Nidus’s founders have developed our MBA™ technology for cell growth and manipulation applications, including in “biochip” applications, which is a market expected to grow to $18B by 2020.
One particularly powerful application of our technology is the growth and high-throughput screening of antibody-producing cells using our arrays. In this type of application we plate out dispersed cells at low concentration over a microbubble array; cells settle by gravity deposition, and those cells settling in microbubbles have an increased probability of growing. The micrograph shows the feasibility of this approach for growing few/single cells, specifically a detail of 12 microbubbles, each with from 0-3 growing cells. For more details on this data see Jones MC, Kobie JJ, DeLouise LA. “Characterization of cell seeding and specific capture of B cells in microbubble well arrays.” Biomedical microdevices. 2013 Jun; 15(3):453-63.
For some applications the presence or absence of growing cells is a productive endpoint in itself; however, a particular target application for our technology is a system for screening a population of growing cells for those cells producing an antibody of interest.
Our founders have developed a number of high-throughput screening methods for this secreted-product endpoint. The illustration shows one such method where secreted anti-tetanus toxin immunoglobulins from SA13 hybridoma cells were detected by a fluor-based reporter –see the “Bobo” publication: Bobo B, Phelan D, Rebhahn J, Piepenbrink MS, Zheng B, Mosmann TR, Kobie JJ, DeLouise LA. “Microbubble array diffusion assay for the detection of cell secreted factors.” Lab on a chip. 2014 Sep 21; 14(18):3640-50. Epub 2014 Jul 31.

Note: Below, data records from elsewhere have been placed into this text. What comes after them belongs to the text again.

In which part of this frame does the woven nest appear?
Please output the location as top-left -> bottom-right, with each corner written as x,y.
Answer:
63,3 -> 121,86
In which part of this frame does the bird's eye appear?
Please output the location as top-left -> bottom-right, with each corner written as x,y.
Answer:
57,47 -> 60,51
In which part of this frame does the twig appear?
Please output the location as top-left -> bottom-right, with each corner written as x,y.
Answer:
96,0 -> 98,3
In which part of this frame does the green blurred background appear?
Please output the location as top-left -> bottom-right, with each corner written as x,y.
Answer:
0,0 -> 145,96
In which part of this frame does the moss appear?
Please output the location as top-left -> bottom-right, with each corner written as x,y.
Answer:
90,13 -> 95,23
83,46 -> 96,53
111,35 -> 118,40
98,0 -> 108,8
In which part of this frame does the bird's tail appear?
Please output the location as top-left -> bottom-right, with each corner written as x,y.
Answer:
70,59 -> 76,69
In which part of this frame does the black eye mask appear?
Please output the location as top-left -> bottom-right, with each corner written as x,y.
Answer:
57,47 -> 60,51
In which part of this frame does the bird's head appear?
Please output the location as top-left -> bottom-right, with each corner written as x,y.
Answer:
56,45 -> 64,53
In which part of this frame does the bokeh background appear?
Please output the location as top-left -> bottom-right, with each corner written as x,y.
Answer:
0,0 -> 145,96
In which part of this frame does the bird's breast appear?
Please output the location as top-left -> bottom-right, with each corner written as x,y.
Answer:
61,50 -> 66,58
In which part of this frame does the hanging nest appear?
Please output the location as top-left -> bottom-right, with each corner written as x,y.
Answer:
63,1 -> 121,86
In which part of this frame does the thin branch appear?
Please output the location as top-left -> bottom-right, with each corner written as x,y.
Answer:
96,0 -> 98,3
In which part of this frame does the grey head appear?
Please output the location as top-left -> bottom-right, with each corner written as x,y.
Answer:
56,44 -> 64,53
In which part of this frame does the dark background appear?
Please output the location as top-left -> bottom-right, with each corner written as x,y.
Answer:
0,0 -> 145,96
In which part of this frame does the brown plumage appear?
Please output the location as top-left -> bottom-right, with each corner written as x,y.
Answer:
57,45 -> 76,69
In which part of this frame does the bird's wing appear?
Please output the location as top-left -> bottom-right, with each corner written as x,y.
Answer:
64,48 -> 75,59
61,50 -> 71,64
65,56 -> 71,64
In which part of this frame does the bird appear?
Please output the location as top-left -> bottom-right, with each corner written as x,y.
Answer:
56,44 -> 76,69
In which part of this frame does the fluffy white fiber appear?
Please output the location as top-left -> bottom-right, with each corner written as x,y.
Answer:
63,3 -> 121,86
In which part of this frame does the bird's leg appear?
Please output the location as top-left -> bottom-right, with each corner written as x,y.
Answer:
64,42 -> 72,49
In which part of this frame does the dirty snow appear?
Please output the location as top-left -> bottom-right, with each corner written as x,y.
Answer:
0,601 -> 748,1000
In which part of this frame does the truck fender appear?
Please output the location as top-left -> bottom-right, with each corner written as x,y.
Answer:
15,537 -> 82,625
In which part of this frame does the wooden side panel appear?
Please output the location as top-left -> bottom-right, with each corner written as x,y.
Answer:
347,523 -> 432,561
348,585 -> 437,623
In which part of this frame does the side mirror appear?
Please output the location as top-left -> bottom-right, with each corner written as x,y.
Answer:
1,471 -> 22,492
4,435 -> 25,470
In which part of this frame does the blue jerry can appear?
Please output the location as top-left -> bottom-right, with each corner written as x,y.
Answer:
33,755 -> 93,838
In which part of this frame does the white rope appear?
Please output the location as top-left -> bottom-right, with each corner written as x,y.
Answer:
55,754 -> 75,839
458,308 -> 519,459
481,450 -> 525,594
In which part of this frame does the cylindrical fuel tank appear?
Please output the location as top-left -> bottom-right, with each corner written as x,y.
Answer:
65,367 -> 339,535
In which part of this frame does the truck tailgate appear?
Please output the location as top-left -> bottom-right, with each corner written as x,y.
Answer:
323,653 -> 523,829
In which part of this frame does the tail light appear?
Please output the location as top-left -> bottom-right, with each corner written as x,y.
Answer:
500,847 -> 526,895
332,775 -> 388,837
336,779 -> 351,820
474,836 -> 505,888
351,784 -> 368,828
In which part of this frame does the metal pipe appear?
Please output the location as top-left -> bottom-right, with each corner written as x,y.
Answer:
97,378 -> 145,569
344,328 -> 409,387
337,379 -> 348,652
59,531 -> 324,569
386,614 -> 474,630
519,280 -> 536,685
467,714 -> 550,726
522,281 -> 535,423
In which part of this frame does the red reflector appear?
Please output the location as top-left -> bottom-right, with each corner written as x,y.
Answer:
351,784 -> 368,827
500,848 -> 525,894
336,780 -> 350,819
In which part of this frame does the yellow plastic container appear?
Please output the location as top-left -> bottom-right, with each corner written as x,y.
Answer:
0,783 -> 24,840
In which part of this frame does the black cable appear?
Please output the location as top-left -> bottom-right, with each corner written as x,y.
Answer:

The figure below from this publication shows data obtained using this experimental design, the MBA™ is imaged using fluorescent (A) as well as bright-field imaging (B) of the same section of the array; the white arrows in (B) indicate microbubble wells with more than 8 cells.
These data show not only the ability to detect IgG secretion from SA13 cells in individual microbubble wells, but also the ability to detect different levels of IgG production from these cells as a function of the cells in any particular well, i.e., by the differing brightnesses of fluorescent signals in different wells in panel (A). This variation is shown graphically in panel (C). In other experiments using this same hybridoma cell line, our founders have demonstrated that cells may be recovered from individual wells and further characterized by, e.g, PCR amplification and gel analysis.
Validation of MBA™s For Antibody Discovery From Primary B Cells
The above data relate to a hybridoma cell line; however, we have also validated the MBA™ technology for primary B cells, including human primary B cells; in this regard, primary B cells are the cells harvested in order to obtain antibodies for use as biological drugs. Thus the fluorescence micrograph below from the same Bobo publication cited above shows that IgG secretion (white rings) can be detected from human primary B cells cultured in an MBA™ for 48 hours:
The micrograph to the left shows a detail from the array reproduced above, and specifically shows three microbubble wells with live human B cells cells labeled in green and secreted IgG in red. As the micrograph shows, all three wells have live cells, however only the cells in the rightmost well are producing IgG.
These data validate the use of the MBA™ system for high-throughput screening of primary B cells for research and particularly for new antibody drug discovery. Nidus has built a number of collaborations/partnerships with groups actively engaged in this technology area.
All figures reproduced by permission.